After 4-hour-hard waiting, two policemen of the borders came to the family with their passports. They told the father abrasively, ” hey man!… you can’t cross the borders to your home, you have no permission, but your family have a permission. So, you must go back where you have come. ” The family shocked! and the panic catches on their hearts because of these horrible news. How they will not be joined with each other to their lovely home! The mother hardly gasped, and asked the police ” how the child and I can cross these lonely borders without our man!… how you could have a pluckiness to separate between a father and his family.” The police replied harshly, ” if you don’t like to be far away from your husband, you can join him and go back to where you have come.” The father thought for a while, and then he decided to face this mysterious situation alone. He convinced his wife to go back with their cherubic child to their warmer home, and he will try to join them after a while.

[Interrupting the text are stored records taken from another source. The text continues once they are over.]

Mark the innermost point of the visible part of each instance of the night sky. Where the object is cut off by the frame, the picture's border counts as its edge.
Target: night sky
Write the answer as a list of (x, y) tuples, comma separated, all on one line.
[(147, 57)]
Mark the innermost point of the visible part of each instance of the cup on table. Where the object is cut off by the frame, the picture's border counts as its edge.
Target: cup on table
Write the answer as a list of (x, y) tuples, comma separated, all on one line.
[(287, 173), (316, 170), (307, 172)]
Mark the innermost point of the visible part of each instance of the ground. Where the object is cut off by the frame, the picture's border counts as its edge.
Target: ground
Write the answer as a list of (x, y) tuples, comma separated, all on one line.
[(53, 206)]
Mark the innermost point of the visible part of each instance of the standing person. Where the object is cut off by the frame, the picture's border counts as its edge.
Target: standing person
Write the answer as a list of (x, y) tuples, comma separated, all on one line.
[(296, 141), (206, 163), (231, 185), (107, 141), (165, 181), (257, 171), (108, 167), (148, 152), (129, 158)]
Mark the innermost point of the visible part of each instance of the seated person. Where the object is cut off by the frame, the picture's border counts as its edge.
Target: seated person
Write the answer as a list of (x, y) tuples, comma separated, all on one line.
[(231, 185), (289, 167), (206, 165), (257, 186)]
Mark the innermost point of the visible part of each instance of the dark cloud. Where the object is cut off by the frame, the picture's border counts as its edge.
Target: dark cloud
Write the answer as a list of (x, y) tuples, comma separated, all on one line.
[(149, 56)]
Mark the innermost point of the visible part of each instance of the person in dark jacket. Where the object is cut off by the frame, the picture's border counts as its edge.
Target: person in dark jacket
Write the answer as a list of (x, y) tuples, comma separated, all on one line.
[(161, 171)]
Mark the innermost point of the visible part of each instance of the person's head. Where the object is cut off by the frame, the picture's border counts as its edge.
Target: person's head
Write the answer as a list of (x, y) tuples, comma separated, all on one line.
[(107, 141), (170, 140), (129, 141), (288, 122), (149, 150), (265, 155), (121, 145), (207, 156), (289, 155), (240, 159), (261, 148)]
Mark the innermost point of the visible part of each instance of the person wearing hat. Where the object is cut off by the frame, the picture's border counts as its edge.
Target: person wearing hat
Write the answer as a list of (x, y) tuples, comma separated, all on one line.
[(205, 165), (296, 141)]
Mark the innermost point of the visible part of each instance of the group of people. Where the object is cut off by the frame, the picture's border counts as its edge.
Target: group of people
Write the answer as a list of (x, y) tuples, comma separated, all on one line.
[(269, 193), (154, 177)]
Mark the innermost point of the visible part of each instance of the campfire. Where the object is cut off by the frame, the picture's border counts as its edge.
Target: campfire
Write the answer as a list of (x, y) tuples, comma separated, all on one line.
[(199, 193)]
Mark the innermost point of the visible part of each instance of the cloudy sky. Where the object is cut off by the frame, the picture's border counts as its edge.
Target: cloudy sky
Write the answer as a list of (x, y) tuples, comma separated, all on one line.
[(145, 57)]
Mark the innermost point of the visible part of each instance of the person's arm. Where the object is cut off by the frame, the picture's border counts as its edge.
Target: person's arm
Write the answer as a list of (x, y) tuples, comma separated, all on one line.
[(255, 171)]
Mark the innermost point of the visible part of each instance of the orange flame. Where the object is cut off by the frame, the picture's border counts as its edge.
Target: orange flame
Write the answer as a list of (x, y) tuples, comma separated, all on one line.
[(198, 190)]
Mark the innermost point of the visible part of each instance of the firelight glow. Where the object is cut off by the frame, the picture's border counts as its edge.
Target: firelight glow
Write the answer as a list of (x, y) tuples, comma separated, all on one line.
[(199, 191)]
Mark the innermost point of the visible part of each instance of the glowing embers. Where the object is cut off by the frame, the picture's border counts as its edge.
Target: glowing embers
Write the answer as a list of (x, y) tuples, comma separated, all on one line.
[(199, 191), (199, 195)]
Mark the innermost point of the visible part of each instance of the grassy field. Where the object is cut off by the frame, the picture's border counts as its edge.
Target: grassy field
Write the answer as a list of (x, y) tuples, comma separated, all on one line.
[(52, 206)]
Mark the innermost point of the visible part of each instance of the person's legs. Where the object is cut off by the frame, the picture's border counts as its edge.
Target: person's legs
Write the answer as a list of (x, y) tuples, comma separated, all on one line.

The policemen took the family out the caravan, and there, two police cars were waiting them. they pulled the father to one car, and the mother and the child to the other car. The child turned his face, peeking through his father, and when he found himself faraway for the father, he could flee from the hard catch of the policeman, and ran away into his father’s warm cuddle. The child’s arms tightened ardently around the father’s thigh, hardly catching his trousers. The policeman followed the child, trying to pull him far away from the father. The child screamed with reddish eyes and warm tears, ” I want my dad…! ”
The policeman brutish catch was much stronger than the childish catch, and then he could flee the child, hustling him toward the car. The mother of the cleaved heart, was wiping the hot tears through her bloody eyes, and swabbing drops of mucus on her lips by a handkerchief wetted by a severe wail.
The child could flee again from the policeman brutish catch, and suddenly he transformed into a stronger fighter. He catches a stone and threw it toward the policeman to trickling blood into his cheek. The wrathful policeman catch the child brutally, to hustling him and the mother into the car.
I still remember those bloody eyes, and hot tears of the child and the mother through the car’s windows. I still remember those small hands of the child which were climbing on the window’s glass. They were saying a lot about the prejudice that some people are facing on the borders.
When the child reached home, he took his toys, dolls and bicycle and sold them. And by money, he bought a gun. The child decided not to be a child!